She is also the secretary for STC.
Session Description:
The presenter discussed how to measure four basic things: (1) the quality of the finished product, (2) the lack of
quality of the finished product, (3) the quality of the process, and (4) the likelihood of achieving quality (predictors).
- The challenge: no common definition of quality in technical communication, no common set of quality measurements
for our profession.
- The proposal: four things to measure, a metric for each
- Begin with a definition
- To measure something, you must know what "it" is
- There are many definitions of quality: pick one and use it consistently
- Crosby's definition works well: Quality = satisfying customer requirements.
- Develop metrics based on your definition of quality
- What to measure:
- Quality of the finished product
- Lack of quality in the finished product
- Quality of the process
- Likelihood of achieving quality (predictors)
- Quality of the finished product
- Indicator: customer satisfaction.
- Metric: 1 to 5 scale of overall satisfaction with the documentation (in our case, the communication
product/service) based on customer survey response
- Implementation tips:
- By phone, comment cards, web surveys
- As "why" if dissatisfied
- Asking consistently provides baseline for comparison
- Lack of quality of the finished product
- Indicator: Defects.
- Metric: customer-reported errors per title
- Implementation tips:
- Calls to product help line about errors in documentation
- Differentiate comments from errors
- Over life of the documentation, or per month, per year
- Quality of the process
- Indicator: Review comments.
- Metric: number of comments per 100 pages reviewed
- Implementation tips:
- Substantive reviewer comments, not suggestions
- More is better
- Earlier is better
- Watch for trends, compare to norms
- The earlier you can solve problems via fixing the process, the less costly it is. Once the product is
in the field, the corrections are more costly; the longer in the field, the more costly.

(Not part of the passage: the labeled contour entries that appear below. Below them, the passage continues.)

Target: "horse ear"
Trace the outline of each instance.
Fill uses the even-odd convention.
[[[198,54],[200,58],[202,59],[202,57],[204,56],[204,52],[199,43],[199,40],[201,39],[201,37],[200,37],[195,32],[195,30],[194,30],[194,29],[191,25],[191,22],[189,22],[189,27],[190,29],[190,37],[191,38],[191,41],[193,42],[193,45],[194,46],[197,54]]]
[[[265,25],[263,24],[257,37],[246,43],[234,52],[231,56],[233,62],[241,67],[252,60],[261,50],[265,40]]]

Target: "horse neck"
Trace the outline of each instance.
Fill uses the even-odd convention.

- Likelihood of achieving quality (predictors)
- Indicator: Editing-based improvements
- Metric: % of editing comments implemented.
- Implementation tips:
- "In-process metrics" help predict final quality
- Correlation to final quality
- Editing improves quality
- Measure whether you follow through on edits or not – can be as simple as binary (yes, no)
- After you have measured.
- Separate measurement of the product/process from measurement of the person
- Analyze the measurements to see how you can improve next time
- Look for root causes in your process and change the process
- Look for trends – what does measurement mean?
- Start somewhere... start small... but start!